Bölüm 26

7.9K 1.2K 758
                                    



Keyifli Okumalar

Dikkatli olmalıydım, çok ama çok dikkatli.

Jungkook bana şu sıralar iyi davranıyordu ve aramıza soğukluk girmesini istemediğim için karşılaşma ortamı oluşturmaya çalışıyordum.

Şu an Jimin ve Jungkook'u yürürken arkalarından takip ediyordum, gülüşüyorlardı ve hararetli bir konuşma içerisindeydiler. Jimin'in şık görüntüsüne karşılık Jungkook oldukça sportif giyinmişti ve nereye gittikleri hakkında hiçbir fikrim yoktu.

Umarım onları takip ederken eve dönüş yolunu karıştırmazdım.

Gözlerimi ayırmadan onları izlemeyi sürdürdüm. Jungkook yalnız kaldığı an karşısına çıkacaktım ve  takip etmeden karşılaşmışız süsü verecektim.

Güneş gözlüğümü hafifçe burnumun ucuna doğru indirip mekandan içeri girişlerini izledim. İşin tuhaf kısmı ise bu mekanın bir Sex Shop oluşuydu.

Yüzümü buruşturdum, biz Elylerde aşık olmadan cinsel istek olmuyordu. Durum melezlerde de aynı şekilde diye biliyordum, Jungkook'un burada ne işi olabilirdi ki?

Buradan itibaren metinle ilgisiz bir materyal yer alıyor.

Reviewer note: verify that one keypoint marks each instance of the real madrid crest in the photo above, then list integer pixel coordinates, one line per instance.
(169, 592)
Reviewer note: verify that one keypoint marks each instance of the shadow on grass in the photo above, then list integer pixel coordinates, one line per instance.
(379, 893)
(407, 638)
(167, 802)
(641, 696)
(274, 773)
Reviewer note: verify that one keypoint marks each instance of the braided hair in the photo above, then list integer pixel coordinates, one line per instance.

Kaldırıma çıkarak içeriye bakmaya çalıştım, tam o sırada birinin elbisemin eteğini çekiştirdiğini fark ederek yerimden sıçramıştım. Elimi kalbimin üstüne götürdüm ve gülen yüzüyle yukarıya doğru bakan küçük çocukla göz göze geldim.

Ay! Bu dünyalı bir bebek miydi yoksa?!
Gerçi yürüyebildiğine göre pek de bebek sayılmazdı.

Onun boyuna yetişmek için eğildim. "Hey, merhaba." Benim eğilmemle gülerek gerilemiş ve ayağı takıldığında düşme tehlikesiyle karşılaşmıştı. Neyseki reflekslerim hızlı olduğu için onu kucağıma rahatça alabilmiştim.

"Gel bakalım, merhaba güzellik." Dünyalı bebekleri çok tatlı buluyordum, kucağımdaki ise en güzeli olabilirdi. Kocaman gözleri vardı ve sürekli gülen yüzüyle iç ısıtıyordu.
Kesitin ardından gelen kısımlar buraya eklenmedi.